La fase globalizada de la modernidad, como podría entenderse a nuestros días, no debe dejar de ser cuestionada. Por ello vale la pena pensar desde autores como Sloterdijk, quien sostiene: “La globalización está saturada en sentido moral desde que desde todas partes del mundo las víctimas hacen saber a los culpables las consecuencias de sus crímenes: esto caracteriza al núcleo de la situaciónpostunilateral, postimperial, postcolonial. Está saturada también en el sentido técnico desde que los transportes rápidos y medios ultra-rápidos dejaron atrás el tráfico mundial indolente de la época de la navegación”[18].
Una globalización saturada es una forma no contradictoria, sino en línea de continuidad con la edificación moderna que inició en los siglos XVII y XVIII. De ella, quienes escenificaron 1968 quisieron extraernos, y en ese esfuerzo estamos todavía.
Bibliografía
NOTAS AL PIE:
[1] Nisbet, Robert, Historia de la idea de progreso, Paidós, España, 1999.
[2] Véase Pierre Franḉois Moreau, “Naturaleza, cultura e historia, Cap. La ideología del Progreso, en: Chatelet y Mariet, eds, Historia de las Ideologías, de los faraones a Mao, editorial Akal, España, 2008.
[3] Condorcet, citado por, Nisbet, Robert, en La formación del pensamiento sociológico, T.II, Amorrutu editores, Argentina, 2003.

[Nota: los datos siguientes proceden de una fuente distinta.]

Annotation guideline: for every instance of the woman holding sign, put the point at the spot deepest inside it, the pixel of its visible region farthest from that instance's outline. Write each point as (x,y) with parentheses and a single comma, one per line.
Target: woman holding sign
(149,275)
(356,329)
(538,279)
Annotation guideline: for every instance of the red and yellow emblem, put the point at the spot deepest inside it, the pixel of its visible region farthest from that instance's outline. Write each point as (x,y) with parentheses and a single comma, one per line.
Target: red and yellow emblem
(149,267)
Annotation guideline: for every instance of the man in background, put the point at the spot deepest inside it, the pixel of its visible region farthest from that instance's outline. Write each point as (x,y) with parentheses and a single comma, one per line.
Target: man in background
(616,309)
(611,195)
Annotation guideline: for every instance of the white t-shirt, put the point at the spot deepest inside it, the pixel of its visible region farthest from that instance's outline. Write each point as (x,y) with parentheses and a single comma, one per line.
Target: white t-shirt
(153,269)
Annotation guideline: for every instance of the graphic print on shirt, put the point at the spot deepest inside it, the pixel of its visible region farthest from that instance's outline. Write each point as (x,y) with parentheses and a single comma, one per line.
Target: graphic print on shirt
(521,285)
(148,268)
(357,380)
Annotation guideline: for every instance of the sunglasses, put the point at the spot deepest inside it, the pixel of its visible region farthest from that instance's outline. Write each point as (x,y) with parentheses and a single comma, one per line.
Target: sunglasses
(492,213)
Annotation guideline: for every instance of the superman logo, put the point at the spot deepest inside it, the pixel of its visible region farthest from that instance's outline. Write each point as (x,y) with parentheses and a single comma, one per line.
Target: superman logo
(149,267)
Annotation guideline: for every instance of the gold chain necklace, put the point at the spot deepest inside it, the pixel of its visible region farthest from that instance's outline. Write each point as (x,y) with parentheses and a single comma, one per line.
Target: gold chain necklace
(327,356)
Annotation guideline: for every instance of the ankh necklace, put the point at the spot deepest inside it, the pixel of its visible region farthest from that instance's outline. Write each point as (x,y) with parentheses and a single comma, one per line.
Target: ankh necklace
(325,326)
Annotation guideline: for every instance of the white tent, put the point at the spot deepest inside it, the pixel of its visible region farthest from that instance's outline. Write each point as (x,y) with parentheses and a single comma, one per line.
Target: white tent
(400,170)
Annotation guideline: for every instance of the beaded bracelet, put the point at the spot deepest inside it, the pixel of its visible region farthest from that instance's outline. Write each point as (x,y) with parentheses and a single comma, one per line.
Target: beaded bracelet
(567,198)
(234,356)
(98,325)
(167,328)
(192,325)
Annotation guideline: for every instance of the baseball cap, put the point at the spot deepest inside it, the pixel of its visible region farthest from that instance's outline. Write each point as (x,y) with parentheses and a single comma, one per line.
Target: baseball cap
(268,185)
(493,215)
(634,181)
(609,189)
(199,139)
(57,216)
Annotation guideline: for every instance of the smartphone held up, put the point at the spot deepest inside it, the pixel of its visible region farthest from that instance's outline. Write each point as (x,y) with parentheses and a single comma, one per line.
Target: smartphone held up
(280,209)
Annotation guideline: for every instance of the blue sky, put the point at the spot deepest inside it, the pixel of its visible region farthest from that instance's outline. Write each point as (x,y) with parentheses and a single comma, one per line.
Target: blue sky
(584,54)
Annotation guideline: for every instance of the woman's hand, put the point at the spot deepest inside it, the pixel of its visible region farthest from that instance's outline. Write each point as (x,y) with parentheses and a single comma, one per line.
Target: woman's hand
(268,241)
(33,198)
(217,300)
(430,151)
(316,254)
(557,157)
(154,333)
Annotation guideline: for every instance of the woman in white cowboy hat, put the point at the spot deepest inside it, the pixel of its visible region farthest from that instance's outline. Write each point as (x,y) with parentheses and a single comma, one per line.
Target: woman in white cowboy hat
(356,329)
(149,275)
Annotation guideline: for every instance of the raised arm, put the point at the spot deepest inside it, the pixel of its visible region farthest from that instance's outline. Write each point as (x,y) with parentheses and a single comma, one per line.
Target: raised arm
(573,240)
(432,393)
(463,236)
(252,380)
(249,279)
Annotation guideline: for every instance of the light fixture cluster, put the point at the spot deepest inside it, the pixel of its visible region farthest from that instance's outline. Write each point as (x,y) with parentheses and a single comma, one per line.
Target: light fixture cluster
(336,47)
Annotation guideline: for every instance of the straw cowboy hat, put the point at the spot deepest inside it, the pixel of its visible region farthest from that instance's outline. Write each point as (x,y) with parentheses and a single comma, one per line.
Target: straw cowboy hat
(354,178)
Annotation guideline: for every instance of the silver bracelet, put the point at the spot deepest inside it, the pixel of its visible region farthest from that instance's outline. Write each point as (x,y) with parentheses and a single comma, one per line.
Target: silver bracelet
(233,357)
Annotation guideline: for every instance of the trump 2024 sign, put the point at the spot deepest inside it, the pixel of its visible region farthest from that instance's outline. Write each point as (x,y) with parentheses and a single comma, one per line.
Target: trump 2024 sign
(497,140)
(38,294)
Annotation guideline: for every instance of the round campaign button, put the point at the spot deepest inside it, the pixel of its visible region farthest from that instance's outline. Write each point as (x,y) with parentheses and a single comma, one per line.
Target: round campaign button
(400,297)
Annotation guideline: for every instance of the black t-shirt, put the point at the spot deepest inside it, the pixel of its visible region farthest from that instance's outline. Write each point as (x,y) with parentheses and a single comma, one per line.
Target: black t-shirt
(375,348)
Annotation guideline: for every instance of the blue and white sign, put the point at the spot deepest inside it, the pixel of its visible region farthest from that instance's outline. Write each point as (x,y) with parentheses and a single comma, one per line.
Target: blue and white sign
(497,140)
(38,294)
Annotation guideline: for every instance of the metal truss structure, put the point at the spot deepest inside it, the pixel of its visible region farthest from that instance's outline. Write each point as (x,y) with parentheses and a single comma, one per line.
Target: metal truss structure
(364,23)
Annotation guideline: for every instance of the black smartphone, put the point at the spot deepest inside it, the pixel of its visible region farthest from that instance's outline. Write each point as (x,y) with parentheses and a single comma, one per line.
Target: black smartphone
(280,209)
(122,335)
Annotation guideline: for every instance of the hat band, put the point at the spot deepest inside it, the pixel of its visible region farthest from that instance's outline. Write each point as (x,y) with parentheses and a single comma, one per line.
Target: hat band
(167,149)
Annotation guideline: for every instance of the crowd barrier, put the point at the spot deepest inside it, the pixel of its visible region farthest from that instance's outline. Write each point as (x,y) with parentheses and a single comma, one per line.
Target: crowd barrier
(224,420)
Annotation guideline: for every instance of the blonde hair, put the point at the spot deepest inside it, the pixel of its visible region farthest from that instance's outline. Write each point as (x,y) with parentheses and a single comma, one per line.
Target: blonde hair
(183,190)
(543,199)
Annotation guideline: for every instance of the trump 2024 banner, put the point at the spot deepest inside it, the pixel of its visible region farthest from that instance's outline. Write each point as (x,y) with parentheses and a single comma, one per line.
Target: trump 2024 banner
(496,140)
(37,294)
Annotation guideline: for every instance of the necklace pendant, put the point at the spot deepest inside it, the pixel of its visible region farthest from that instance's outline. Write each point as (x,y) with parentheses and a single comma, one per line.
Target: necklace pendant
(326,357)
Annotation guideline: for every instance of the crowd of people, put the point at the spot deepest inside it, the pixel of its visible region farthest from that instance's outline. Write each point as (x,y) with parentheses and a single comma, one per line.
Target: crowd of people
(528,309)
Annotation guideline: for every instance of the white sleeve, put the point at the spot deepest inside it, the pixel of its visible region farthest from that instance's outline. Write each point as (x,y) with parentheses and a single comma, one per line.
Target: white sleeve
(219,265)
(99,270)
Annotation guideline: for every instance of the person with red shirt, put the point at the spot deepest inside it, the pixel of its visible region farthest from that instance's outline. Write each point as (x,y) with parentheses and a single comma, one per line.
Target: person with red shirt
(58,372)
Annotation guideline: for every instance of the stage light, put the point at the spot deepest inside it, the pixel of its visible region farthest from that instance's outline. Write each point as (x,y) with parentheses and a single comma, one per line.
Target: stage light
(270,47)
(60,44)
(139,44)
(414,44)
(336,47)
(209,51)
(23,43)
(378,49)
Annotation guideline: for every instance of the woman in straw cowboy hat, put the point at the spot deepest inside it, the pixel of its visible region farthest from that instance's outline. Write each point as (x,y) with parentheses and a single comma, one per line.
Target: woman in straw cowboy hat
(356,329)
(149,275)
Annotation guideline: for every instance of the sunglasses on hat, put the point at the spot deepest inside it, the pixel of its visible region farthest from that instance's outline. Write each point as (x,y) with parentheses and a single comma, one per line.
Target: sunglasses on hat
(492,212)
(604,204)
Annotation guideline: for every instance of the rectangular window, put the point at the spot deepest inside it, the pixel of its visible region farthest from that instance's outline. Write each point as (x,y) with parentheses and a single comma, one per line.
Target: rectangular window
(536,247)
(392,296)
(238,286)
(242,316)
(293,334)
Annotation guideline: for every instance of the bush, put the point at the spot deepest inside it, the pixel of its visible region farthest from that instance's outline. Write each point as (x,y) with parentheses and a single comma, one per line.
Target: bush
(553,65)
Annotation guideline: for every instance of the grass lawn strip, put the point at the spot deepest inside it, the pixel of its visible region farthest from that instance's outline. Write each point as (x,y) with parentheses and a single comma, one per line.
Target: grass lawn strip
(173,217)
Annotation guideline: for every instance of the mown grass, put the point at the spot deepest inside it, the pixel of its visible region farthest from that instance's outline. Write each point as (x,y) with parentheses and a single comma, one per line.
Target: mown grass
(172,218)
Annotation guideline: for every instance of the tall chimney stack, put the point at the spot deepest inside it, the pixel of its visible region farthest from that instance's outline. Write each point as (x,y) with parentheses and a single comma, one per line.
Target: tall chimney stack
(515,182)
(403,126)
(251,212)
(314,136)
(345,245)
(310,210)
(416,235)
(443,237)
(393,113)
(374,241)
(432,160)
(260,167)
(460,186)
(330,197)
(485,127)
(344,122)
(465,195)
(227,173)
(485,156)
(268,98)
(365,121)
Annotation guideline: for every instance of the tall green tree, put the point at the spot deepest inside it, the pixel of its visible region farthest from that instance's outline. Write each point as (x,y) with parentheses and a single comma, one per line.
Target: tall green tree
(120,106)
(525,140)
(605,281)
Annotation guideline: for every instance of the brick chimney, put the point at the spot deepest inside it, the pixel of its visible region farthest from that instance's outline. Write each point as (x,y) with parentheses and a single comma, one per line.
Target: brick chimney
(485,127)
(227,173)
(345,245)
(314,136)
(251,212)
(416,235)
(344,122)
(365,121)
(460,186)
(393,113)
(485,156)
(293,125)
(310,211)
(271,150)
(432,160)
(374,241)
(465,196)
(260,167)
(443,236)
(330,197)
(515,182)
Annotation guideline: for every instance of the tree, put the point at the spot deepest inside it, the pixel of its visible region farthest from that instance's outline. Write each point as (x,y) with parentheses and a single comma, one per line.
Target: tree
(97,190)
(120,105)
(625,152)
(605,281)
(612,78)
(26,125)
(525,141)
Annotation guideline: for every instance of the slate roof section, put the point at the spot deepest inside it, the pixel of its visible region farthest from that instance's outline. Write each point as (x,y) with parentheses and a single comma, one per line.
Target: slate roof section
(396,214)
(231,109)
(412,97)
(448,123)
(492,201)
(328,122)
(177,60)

[4] Habermas, Jürgen, El discurso filosófico de la Modernidad, P. 23, editorial Katz, España, 2011.
[5] Ibidem. P. 25
[6] Idem- P. 27
[7] Idem. P. 31.
[8] Idem.
[9] Ibidem. P. 43.
[10] Véase, Nietzsche, Federico, El ocaso de los ídolos, EDAF, p. 132, España, 2008.
[11] Nietzsche, Federico, La voluntad de poder, EDAF, P. 64, España, 2008.
[12] Finkielkraut, Alain, Nosotros, los modernos, P. 37, ediciones encuentro, España, 2003.
[13] Ibidem, P. 43.
[14] Adorno y Horkheimer: Dialéctica de la ilustración, ediciones AKAL, P. 271, España, 2016.
[15] Ibidem, p. 53.
[16] Foucault, Michel, Las palabras y las cosas, P. 334, FCE, México, 2001.
[17] Véase: Foucault, Muchel, Genealogía del racismo, ediciones La Piqueta, España, 1998.
[18] Sloterdijk, Peter, El Mundo interior del Capital, P. 28, Siruela, España, 2007.